Miami Dolphins' Logo Change Is No Big Deal
It has been confirmed by Armando Salguero of the Miami Herald that the Miami Dolphins are changing their logo, and with the bulk of free agency out of the way and the draft not quite yet upon us, there’s been a bit of interest in the proposed logo and uniform changes.
I know there will be some fans that don’t care about the logo change at all, and I’m largely indifferent myself, but most will have at least some minute level of interest in the logo they wear on their merchandise.
A new logo will always divide opinion. Some fans will like it, others will tolerate it, and, in all likelihood, this will make up the vast majority of fans. But there will always be vocal detractors.
I have no doubt some will find the new logo so horrific that they’d argue the only way it could possibly be worse was if it featured a Dolphin with a Hulk Hogan moustache, or something like that. The angriest of these fans would probably go as far as to claim that owner Steve Ross was destroying the Dolphins and everything they stood for; think the Dolphins’ equivalent of the National Rifle Association’s reaction to the proposed ban on assault rifles.

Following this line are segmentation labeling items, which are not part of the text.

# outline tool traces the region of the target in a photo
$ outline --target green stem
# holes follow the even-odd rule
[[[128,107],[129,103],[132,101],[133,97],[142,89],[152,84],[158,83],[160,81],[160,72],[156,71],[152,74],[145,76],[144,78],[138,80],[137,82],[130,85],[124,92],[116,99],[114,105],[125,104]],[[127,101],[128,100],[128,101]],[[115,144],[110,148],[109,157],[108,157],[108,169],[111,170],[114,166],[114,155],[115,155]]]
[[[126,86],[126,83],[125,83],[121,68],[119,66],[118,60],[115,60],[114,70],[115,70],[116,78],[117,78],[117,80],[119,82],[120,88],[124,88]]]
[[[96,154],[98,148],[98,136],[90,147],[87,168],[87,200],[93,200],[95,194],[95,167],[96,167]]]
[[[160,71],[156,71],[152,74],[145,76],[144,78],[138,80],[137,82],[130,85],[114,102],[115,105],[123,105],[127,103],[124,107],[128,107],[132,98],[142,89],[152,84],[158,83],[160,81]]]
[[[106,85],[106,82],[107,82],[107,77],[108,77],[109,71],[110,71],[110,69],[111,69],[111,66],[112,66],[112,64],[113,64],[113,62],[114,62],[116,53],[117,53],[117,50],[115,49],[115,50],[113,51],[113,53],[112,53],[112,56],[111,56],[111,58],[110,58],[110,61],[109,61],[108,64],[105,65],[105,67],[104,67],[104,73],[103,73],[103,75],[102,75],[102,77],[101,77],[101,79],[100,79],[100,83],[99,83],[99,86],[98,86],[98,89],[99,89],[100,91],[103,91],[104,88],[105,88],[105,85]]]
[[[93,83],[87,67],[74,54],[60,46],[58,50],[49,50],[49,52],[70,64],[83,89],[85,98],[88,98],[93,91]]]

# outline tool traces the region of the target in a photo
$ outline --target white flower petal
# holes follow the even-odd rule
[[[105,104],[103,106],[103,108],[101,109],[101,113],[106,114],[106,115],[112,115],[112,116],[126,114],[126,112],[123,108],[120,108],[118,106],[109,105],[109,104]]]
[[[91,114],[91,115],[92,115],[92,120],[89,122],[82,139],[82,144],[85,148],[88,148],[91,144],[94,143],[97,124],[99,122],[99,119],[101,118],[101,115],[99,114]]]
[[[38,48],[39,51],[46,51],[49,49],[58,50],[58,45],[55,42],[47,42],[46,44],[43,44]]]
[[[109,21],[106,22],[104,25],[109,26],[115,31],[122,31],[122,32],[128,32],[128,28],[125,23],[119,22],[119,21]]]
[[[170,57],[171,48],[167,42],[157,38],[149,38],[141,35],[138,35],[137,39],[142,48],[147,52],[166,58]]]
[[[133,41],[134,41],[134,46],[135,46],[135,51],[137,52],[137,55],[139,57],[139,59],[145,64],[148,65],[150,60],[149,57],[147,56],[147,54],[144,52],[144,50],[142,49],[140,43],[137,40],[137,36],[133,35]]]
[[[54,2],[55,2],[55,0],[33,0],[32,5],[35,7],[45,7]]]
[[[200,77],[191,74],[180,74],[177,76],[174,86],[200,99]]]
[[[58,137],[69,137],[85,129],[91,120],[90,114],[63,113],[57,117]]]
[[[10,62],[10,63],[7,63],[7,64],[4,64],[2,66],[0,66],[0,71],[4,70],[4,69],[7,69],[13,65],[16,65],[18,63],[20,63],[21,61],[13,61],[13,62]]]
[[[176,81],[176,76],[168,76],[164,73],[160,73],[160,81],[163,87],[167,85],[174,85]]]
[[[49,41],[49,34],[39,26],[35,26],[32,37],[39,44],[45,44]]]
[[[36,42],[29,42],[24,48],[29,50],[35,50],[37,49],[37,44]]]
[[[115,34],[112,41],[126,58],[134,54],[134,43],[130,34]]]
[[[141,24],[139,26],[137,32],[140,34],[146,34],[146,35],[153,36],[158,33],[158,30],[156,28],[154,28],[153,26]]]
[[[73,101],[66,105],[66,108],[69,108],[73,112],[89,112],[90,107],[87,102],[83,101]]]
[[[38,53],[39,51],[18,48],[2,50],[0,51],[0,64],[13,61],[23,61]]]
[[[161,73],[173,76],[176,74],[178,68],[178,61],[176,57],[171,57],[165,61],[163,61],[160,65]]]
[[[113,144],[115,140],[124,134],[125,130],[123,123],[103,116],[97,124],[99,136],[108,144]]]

However, whether they like it or not, the Dolphins’ logo change is here to stay, and, despite those who argue it detracts from Miami’s history, it really isn’t that big of a deal.
I’ll accept it might take some getting used to; after all, Miami fans have been represented by a Dolphin wearing a football helmet for their entire lives. But the most likely result of the change is that, for a couple of days, people give their opinion on the rebranding. Then, they’ll remember the NFL isn’t really about logos after all, and it’ll all be forgotten.
Do you like the new logo?
If Ross had made the decision to rebrand and the changes were Marlin-esque, then I’d understand a bit of anger. If the dolphin ended up resembling another species, like the “buffaslug,” then make some noise. But it’s hardly a crime to take a helmet off a Dolphin.

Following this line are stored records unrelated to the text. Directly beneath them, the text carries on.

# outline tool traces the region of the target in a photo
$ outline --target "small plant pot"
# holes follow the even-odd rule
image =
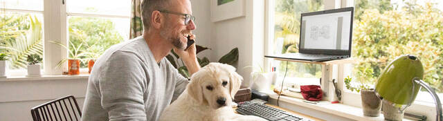
[[[88,62],[88,69],[89,70],[88,73],[91,73],[91,71],[92,71],[92,67],[94,66],[94,63],[96,63],[96,61],[93,59],[89,59]]]
[[[40,74],[40,64],[28,64],[28,77],[39,77]]]
[[[363,114],[371,117],[380,115],[381,100],[375,95],[374,89],[361,90],[361,94]]]
[[[6,77],[6,61],[0,61],[0,78]]]
[[[256,91],[271,90],[271,84],[277,77],[275,73],[253,73],[251,76],[253,81],[246,86],[250,86],[251,89]]]
[[[80,60],[68,59],[68,75],[79,75],[80,73]]]
[[[399,107],[394,106],[386,101],[383,101],[382,106],[385,120],[403,120],[404,111],[399,110]]]

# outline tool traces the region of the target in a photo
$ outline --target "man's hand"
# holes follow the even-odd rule
[[[192,34],[190,39],[195,40],[195,35]],[[195,43],[190,45],[186,50],[180,50],[174,47],[174,52],[185,62],[185,66],[188,68],[190,75],[192,75],[194,73],[200,70],[200,64],[197,59]]]

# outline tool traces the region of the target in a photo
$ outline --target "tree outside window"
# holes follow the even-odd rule
[[[355,1],[356,79],[373,84],[390,62],[411,54],[423,64],[424,81],[443,92],[443,14],[436,1]]]
[[[323,10],[323,0],[275,0],[274,26],[274,54],[298,52],[300,19],[302,12]],[[286,62],[278,64],[280,75],[286,71]],[[321,65],[288,62],[288,77],[321,77]]]

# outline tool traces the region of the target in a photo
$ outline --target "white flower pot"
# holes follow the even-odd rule
[[[6,61],[0,61],[0,78],[6,77]]]
[[[276,73],[251,73],[251,80],[246,86],[250,86],[251,89],[256,91],[268,91],[276,80]]]
[[[28,77],[39,77],[40,74],[40,65],[32,64],[28,65]]]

Hell, it seems sensible to me. Taking the decision at face value, you could ask yourself who decided to put a helmet on a dolphin in the first place.
Faux outrage might be popular in today’s society, but it’s worth remembering that tradition isn’t dictated by logos or uniforms; it’s dictated by divisional titles, Super Bowls and, very occasionally, a fake spike (or butt fumble if you're a Jet).

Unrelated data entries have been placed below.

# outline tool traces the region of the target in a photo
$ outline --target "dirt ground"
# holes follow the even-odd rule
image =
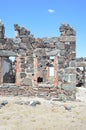
[[[0,130],[86,130],[86,88],[77,89],[76,101],[59,102],[34,97],[0,97]],[[37,100],[40,105],[25,102]],[[23,102],[23,105],[17,104]],[[66,110],[69,106],[71,110]]]

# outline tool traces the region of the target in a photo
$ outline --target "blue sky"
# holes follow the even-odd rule
[[[14,37],[14,24],[35,37],[59,36],[59,26],[70,24],[77,32],[77,57],[86,57],[86,0],[0,0],[5,36]]]

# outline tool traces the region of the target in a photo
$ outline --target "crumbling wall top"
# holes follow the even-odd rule
[[[75,30],[69,24],[62,24],[59,31],[61,36],[76,36]]]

It’s what happens on the field that's important.
Of course, fans have every right to rise up in gladiatorial fury should an owner ever wants to relocate the Dolphins; by all means, burn effigies and make voodoo dolls to your heart’s delight. But the changes in Miami don’t need to be over-scrutinised. At the end of the day, fans will get used to the new
logo and accept it, even if they are initially reluctant.
If Steve Ross wants a new uniform, a new logo and a new product on the field, considering he’s spent the best part of $85 million in this free agency alone, I’d say he earned that much.
The on-field product is what matters in Miami, and whether you like or dislike the new logo, it won’t stop you from supporting the Dolphins. You will continue to buy Dolphins’ merchandise because you want your team to win, and I’m fairly certain that if Miami won a Super Bowl, it wouldn’t matter if the logo featured Steve Ross himself swimming with dolphins.
Fans will soon get used to the new logo and grow to accept it, even if they don’t like it, and a winning team would help most forget there was even a change.
So, if you are just preparing to vent your anger at the new logo on whichever social networking site seems most appropriate, just consider if a dolphin wearing protective headgear or not will affect a Super Bowl run.